Before we left, we also had the chance to have our first try on their recumbent bikes. If you had seen us wobbling around like unsteady children, you may have wondered how I ever managed to get this far around the world on a bike.

When we finally dragged ourselves away, and onto the trail, we followed the smooth asphalt routes the 35 miles towards Milwaukee. It was an easy enough ride, with just a small stop off en route to pick up a new tyre from a small bike shop. The new Kenda isn't my ideal choice, with cheap looking grooved surfaces, a mere 60 tpi, and inflating to only 60 psi. For now it's strapped under a cargo net with Celery (the lamb I rescued from the highway shoulder back in Montana), waiting to be called into service .

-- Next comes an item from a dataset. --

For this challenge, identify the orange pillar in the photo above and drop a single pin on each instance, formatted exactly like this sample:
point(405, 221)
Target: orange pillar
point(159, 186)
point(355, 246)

Tonight we were lucky enough to be staying in the Bay View Eco Village, a small community living in a pair of neighbouring duplexes in suburban Milwaukee who try to live their lives in as sustainable and least consumeristic way possible. This doesn't mean living like animals at all. It's not about having nothing but wool loin cloths and eating the food fallen from the tree. Instead, it acknowledges the way in which people can get by with shared resources. Having communal spaces for example, shared appliances, and of course the expected assortment of eco-conscious practices in the household. They also are a part of a CSA - Community Supported Agriculture (www.localharvest.org/csa/), where you can either pay for a stake in (or work in) a local farm, and reap the benefits.

Something else which has impressed me about America, as I saw in Madison too, are the local events that are put on. Throughout the Summer, free live concerts are put on in the local park (Chill on the Hill), with tonight's final performance being provided by the fantastic sounding awfully named Tristan Royalty Squad (www.myspace.com/tristanroyaltysquad), who are I think somewhere in between Fela Kuti and the Africa 70, and King Crimson.
These kinds of concerts apparently happen throughout the city, and as wel as being a great place to hang out on a Summer's evening, seem to really bring communities together. I love the experience of seeing people sat around a picnic rug together, sharing a meal, while saying hi to the never ending streams of friends family and neighbours who pass by. I don't really feel that same vibe really is felt in London, and certainly that community feel is lacking.

Eventually though the first rains for some time began to fall, and as night drew in people scuttled home.
Tomorrow we leave Wisconsin behind, and along with it the world or cheese, bike trails, and people saying "good deal". We also embark on our first ferry trip of America- across the enormous Lake Michigan, and into the Eastern Time Zone, our final ever time zone on this trip until I land back in London.